Technology companies account for five of the Top 10 positions. Samsung is ranked at number 3 after RIL followed by AI firm Nvidia, world’s largest distiller Kweichow Moutai, Nike, Microsoft, chipmaker ASML, digital payments player PayPal and at number 10 is Netflix.
RIL, whose digital arm Jio Platforms has seen global tech giants including Google and Facebook line up for a stake in the last few weeks, is the only Indian company in Top 10 and the second Indian business on the index. Tata is ranked 65 for its technology business.
Jio Platform Limited has raised Rs 1,52,056 crore across 13 investors which includes Facebook
, Silver Lake
, Vista Equity Partners
, General Atlantic
, L Catterton
, Public Investment Fund of Saudi Arabia
, Intel Capital
The record investments in Jio Platforms and a mega share sale helped it RIL become debt free well ahead of its March 2021 target.
This year’s highest entrant at number two, Reliance Industries excels on every attribute, the report says.

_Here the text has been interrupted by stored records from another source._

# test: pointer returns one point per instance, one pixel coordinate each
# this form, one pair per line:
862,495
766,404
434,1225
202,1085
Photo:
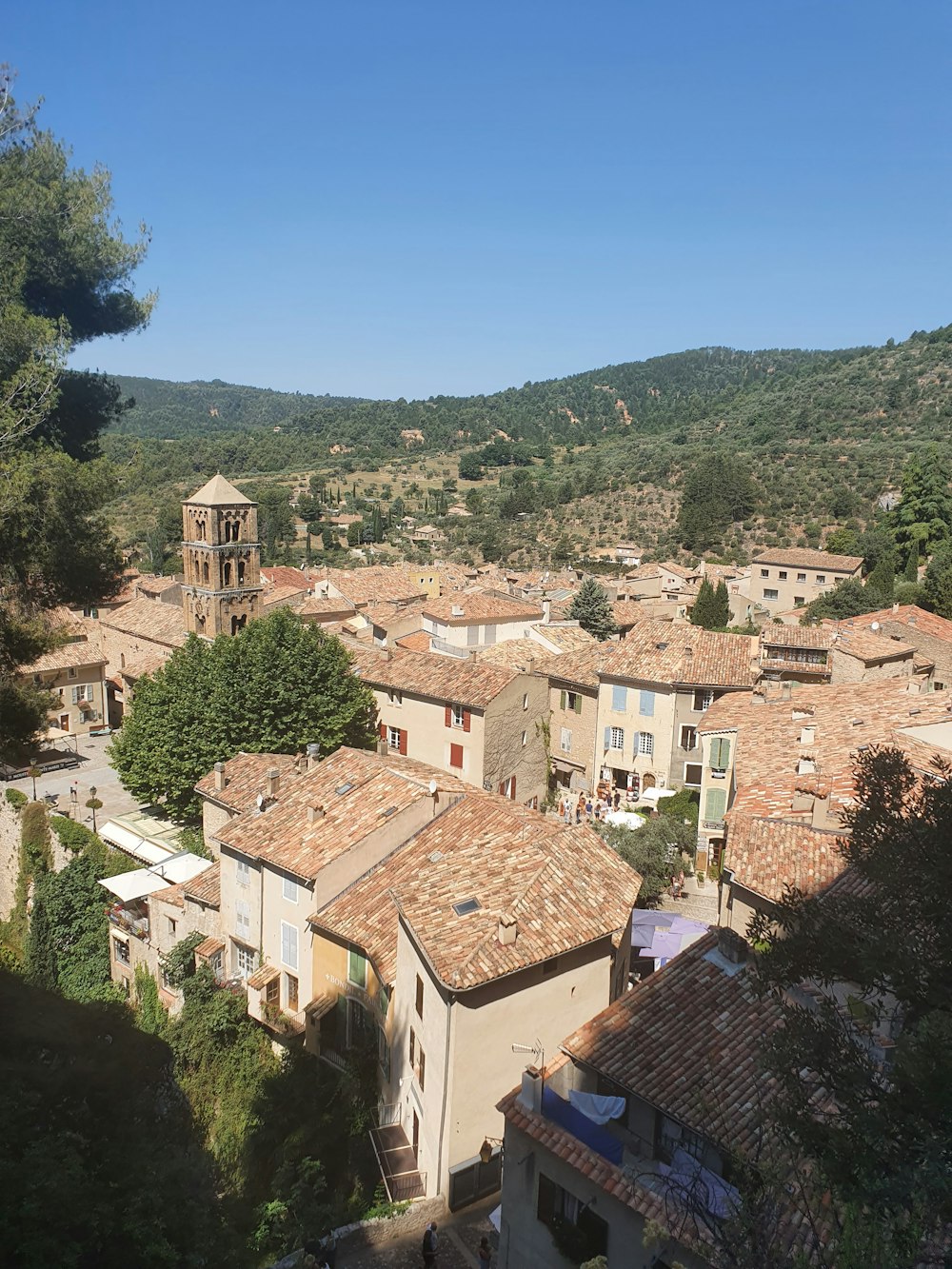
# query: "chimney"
531,1092
508,929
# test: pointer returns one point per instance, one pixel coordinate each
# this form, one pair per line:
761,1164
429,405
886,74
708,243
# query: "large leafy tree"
592,610
878,1128
65,278
273,688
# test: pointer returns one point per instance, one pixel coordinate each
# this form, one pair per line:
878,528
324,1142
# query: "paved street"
93,770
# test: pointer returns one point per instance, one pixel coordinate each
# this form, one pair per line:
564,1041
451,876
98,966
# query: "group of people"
588,808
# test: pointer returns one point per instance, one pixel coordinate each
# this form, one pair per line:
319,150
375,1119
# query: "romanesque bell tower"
221,557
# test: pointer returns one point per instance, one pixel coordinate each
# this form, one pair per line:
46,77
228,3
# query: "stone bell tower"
221,557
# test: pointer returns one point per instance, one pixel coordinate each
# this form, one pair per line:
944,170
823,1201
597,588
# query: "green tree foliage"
880,1145
273,688
67,278
84,1097
851,598
937,582
712,606
924,514
658,849
592,610
718,491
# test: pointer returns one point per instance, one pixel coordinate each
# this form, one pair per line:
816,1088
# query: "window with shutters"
357,968
288,944
720,754
715,804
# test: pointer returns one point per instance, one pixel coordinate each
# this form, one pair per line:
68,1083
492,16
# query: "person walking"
429,1245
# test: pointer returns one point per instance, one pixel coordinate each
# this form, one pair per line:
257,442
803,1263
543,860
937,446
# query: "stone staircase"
699,902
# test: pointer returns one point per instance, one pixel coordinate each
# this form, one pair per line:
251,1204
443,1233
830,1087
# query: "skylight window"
466,906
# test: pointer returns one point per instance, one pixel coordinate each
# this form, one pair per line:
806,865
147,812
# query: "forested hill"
647,396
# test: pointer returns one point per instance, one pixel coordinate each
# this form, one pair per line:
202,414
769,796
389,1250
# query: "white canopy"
148,881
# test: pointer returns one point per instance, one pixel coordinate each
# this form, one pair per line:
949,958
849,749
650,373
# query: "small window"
357,968
465,907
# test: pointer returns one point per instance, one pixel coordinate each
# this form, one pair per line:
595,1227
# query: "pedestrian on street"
429,1245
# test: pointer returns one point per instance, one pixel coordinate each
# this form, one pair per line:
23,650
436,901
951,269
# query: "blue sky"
413,197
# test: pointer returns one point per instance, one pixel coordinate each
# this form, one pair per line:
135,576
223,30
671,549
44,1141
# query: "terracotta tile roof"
905,620
417,643
480,606
67,658
715,1021
767,856
428,674
803,557
145,618
246,777
562,883
566,637
206,887
577,667
284,575
357,789
664,652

Part of its success could be attributed to Mukesh Ambani recasting the company as a one-stop-shop for Indians, it says.
“The chairman built on the existing petrochemicals business, transforming it into a digital behemoth designed to meet every customer need,” says the report that has put RIL as an oil and gas company but has taken into account its expanding footprint in retail and tech sectors.
“Now that Google and Facebook are taking equity stakes in the firm, we may see Reliance jostling for the top spot in the next Index,” it says.
The industries that were examined included financial services, telecommunications and oil and gas, healthcare and pharma, and consumer goods and services.
RIL is among the “the companies of the future” along with Nextera Energy and ASML that suggest that future economies will be high tech, renewable and ethical, the report says.
The report says the past few months tested corporates, particularly in terms of how they behaved towards their customers and staff and how it impacted their perception.
It is these perceptions that dictate the brands' people want or not want to work for, do business with and respect.
“The biggest link between the best-performing companies in the index is that they’ve all shown a highly individual response to COVID-19 as well as other significant market and societal shifts,” Jon Tipple, Global Chief Strategy Officer, FutureBrand, said.
The study says the coronavirus outbreak has led to a major shift in the way companies are perceived, saying firms will have to prioritise the needs of their staff if they want to have a competitive edge.
Consumer goods and services have done the best, with L’Oréal, Netflix and Walmart demonstrating how a proactive response to the pandemic has boosted the internal and external perception of these brands.
Though Apple is top of the class, the tech sector remains volatile when compared with healthcare and pharma. Healthcare companies surge are seen to be doing what tech companies were once famous for – innovating for the good of mankind, says the report.
Financial services, including Warren Buffett’s investment vehicle Berkshire Hathaway, and telco companies have suffered on how they are thought of.
Telcos have suffered suggesting these brands are losing touch with people.